En janvier 1961, les travailleurs des ACEC seront parmi les derniers à reprendre le travail, drapeau rouge en tête en disant «On remettra ça!»

1979: une grève stoïque pour les 36 heures

Pour beaucoup de militants ouvriers d'aujourd'hui, la longue grève menée par les travailleurs des ACEC, avec à leur tête Robert Dussart, est sans doute moins connue que le rôle de locomotive joué par les ACEC dans la région de Charleroi en 60-61. C'est notamment pour cela que nous voulons rappeler les principaux épisodes de cette lutte de 1979 et tenter d'en tirer des enseignements pour les prochaines luttes sociales qui nous attendront à la rentrée de septembre 2011, lorsque le gouvernement mettra sur la table les mesures d'austérité destinées à faire payer par le monde du travail les cadeaux qui ont été faits aux banques.

Au cours de la première moitié de l’année 1979, une lutte sociale historique a opposé les travailleurs des Fabrications métalliques, et en particulier ceux des ACEC, à la fédération patronale Fabrimétal (actuellement Agoria). Déjà en 1979, la bataille pour sauvegarder les emplois était au centre des préoccupations dans les usines. Aux ACEC, repris par Westinghouse, le siège de Charleroi n’occupait plus que 3.500 travailleurs (10.000 en 60-61). En même temps, les travailleurs du secteur du verre de la région de Charleroi allaient aussi mener une grève d'envergure, avec élection d’un comité de grève régional, pour la défense de l’emploi. Nous reviendrons sur cette lutte des verriers dans un prochain article.

Aux ACEC les travailleurs vont entamer une lutte pour la semaine hebdomadaire de 36 heures sans perte de salaire. Le patronat parviendra à mettre partiellement celle lutte en échec avec la complicité active de la bureaucratie syndicale tant FGTB que CSC (chacune dans le style qui leur est propre).

Dès le début, un conflit dur

Dès le début de l'année, le conflit démarre sur les chapeaux de roue. Interviewé dans La Gauche (15 février 1979), Robert Dussart explique:

" Depuis deux ans, nous n'avons plus eu de chômage partiel au siège de Charleroi. En janvier 1979, nous avons déposé notre cahier de revendications: les 36 heures par semaine en 1979 (une semaine de 40 heures suivie d'une semaine de 32 heures) et une augmentation générale des salaires de 10 francs de l'heure (soit environ 25 eurocents de l'heure).

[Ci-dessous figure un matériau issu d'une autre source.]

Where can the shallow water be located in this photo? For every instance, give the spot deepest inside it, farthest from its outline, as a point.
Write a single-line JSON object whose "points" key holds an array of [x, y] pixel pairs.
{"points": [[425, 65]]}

En réponse au cahier de revendications, la direction annonce un nouveau chômage partiel pour 250 travailleurs par roulement à partir du 5 février. La délégation annonce qu'elle refuse ce chantage et déclenche une action de 24 heures le 26 janvier. La direction convoque alors le bureau de la délégation syndicale (8 délégués). Ce bureau informe la direction qu'il refuse de la rencontrer si tous les délégués syndicaux ne sont pas présents. La direction invoque le manque de locaux suffisamment grands pour réunir toute la délégation. Les délégués occupent alors un mess réservé aux visiteurs de marque. En représailles, les délégués syndicaux sont mis à pied pour 8 jours. La délégation décide alors d'organiser un référendum dans l'usine, à la suite d'assemblées sectorielles, pour permettre aux travailleurs de se prononcer par écrit sur les objectifs et les moyens de lutte (grève un lundi sur deux). »

« On ne peut négocier valablement sans le poids de l'action des travailleurs. »

Robert Dussart développe alors un point de vue fondamental dans la bataille pour l’emploi et qui n’a d’ailleurs rien perdu de son actualité: "Il n'y pas de solution immédiate à la crise si on ne passe pas tout de suite aux 36 heures. C'est une première étape obligatoire. (…) Nous ne ferons pas le printemps seuls aux ACEC, mais notre initiative peut être reprise par d'autres entreprises wallonnes ou flamandes. Le triple échec pour un accord interprofessionnel ne peut continuer et la riposte de la délégation des ACEC exprime une chose simple: on ne peut, dans le cadre des rapports de force actuels, négocier valablement et avec autorité autour du tapis vert, s'il n'y a pas sur la table le poids de l'action des travailleurs."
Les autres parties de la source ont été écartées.